Solutions to selected exercises
Here are solutions to a couple of exam like exercises, such that you
can see how a well written solution could be:
Example solutions.
Frequently Asked Questions
How should I write my mandatory
exercises? Here is a few tips:
- Write things directly: Cut to the chase and avoid anything that is not essential. Test your own writing by answering the following question: “Is this the shortest, clearest, and most direct exposition of my ideas/analysis/etc.?”
- Add structure: Don’t mix up description and analysis unless you know exactly what you are doing. For a data structure explain following things separately: The contents of the data structure, how to build it, how to query/update it, correctness, analysis of space, analysis of query/update time, and analysis of preprocessing time. For an algorithm explain separately what it does, correctness, analysis of time complexity, and analysis of space complexity.
- Be concise: Convoluted explanations, excessively long sentences, fancy wording, etc. have no in place scientific writing. Do not repeat the problem statement.
- Try to avoid pseudocode: Generally, aim for human readable
description of algorithms that can easily and unambiguously be
translated into code.
The only exception for this is dynamic programming algorithms, where
pseudo code is often the best choice.
- Examples for support: Use figures and examples to illustrate key points of your algorithms and data structures.
Can I write my assignments in Danish?
Ja. Du er meget velkommen til at aflevere på dansk. Det samme gælder
til eksamen.
What do I do if I want to do a MSc/BSc thesis or project in Algorithms? Great! Algorithms is an excellent topic to work on :-) and Algorithms for Massive Data Sets is designed to prepare you to write a strong thesis. Some basic tips and points.
- Let us know well in advance: Identifying an interesting problem in algorithms that matches your interest can take time. With enough time to go over the related litterature and study up on relevant topics your project will likely be more succesful. It may also be a good idea to do an initial “warm up” project before a large thesis to test ideas or survey an area.

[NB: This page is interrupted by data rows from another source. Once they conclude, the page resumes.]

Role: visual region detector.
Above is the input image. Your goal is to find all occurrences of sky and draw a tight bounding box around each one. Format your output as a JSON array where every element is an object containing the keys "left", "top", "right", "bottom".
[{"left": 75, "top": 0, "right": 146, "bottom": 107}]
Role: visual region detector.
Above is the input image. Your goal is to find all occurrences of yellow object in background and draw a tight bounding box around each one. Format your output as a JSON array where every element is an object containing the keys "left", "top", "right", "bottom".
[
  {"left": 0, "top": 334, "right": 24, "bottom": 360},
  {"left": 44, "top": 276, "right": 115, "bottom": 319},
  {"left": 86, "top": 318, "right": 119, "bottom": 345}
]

- Join the community: It is very good idea to enter the local algorithms community at DTU and the Copenhagen area to get a feel for what kind of stuff you could work on for your thesis and what thesis work algorithms is about. Talk to other students doing thesis work in algorithms. Go to algorithms talks and thesis defenses in algorithms.
- Collaborate: We strongly encourage you to do your thesis in pairs. We think that having a collaborator to discuss with greatly helps in many aspects of thesis work in algorithms. Our experience confirms this.
- No strings attached. Choosing a topic for your thesis is important. You are welcome to discuss master thesis topics with us without pressure to actually write your thesis in algorithms. We encourage you to carefully select your topic.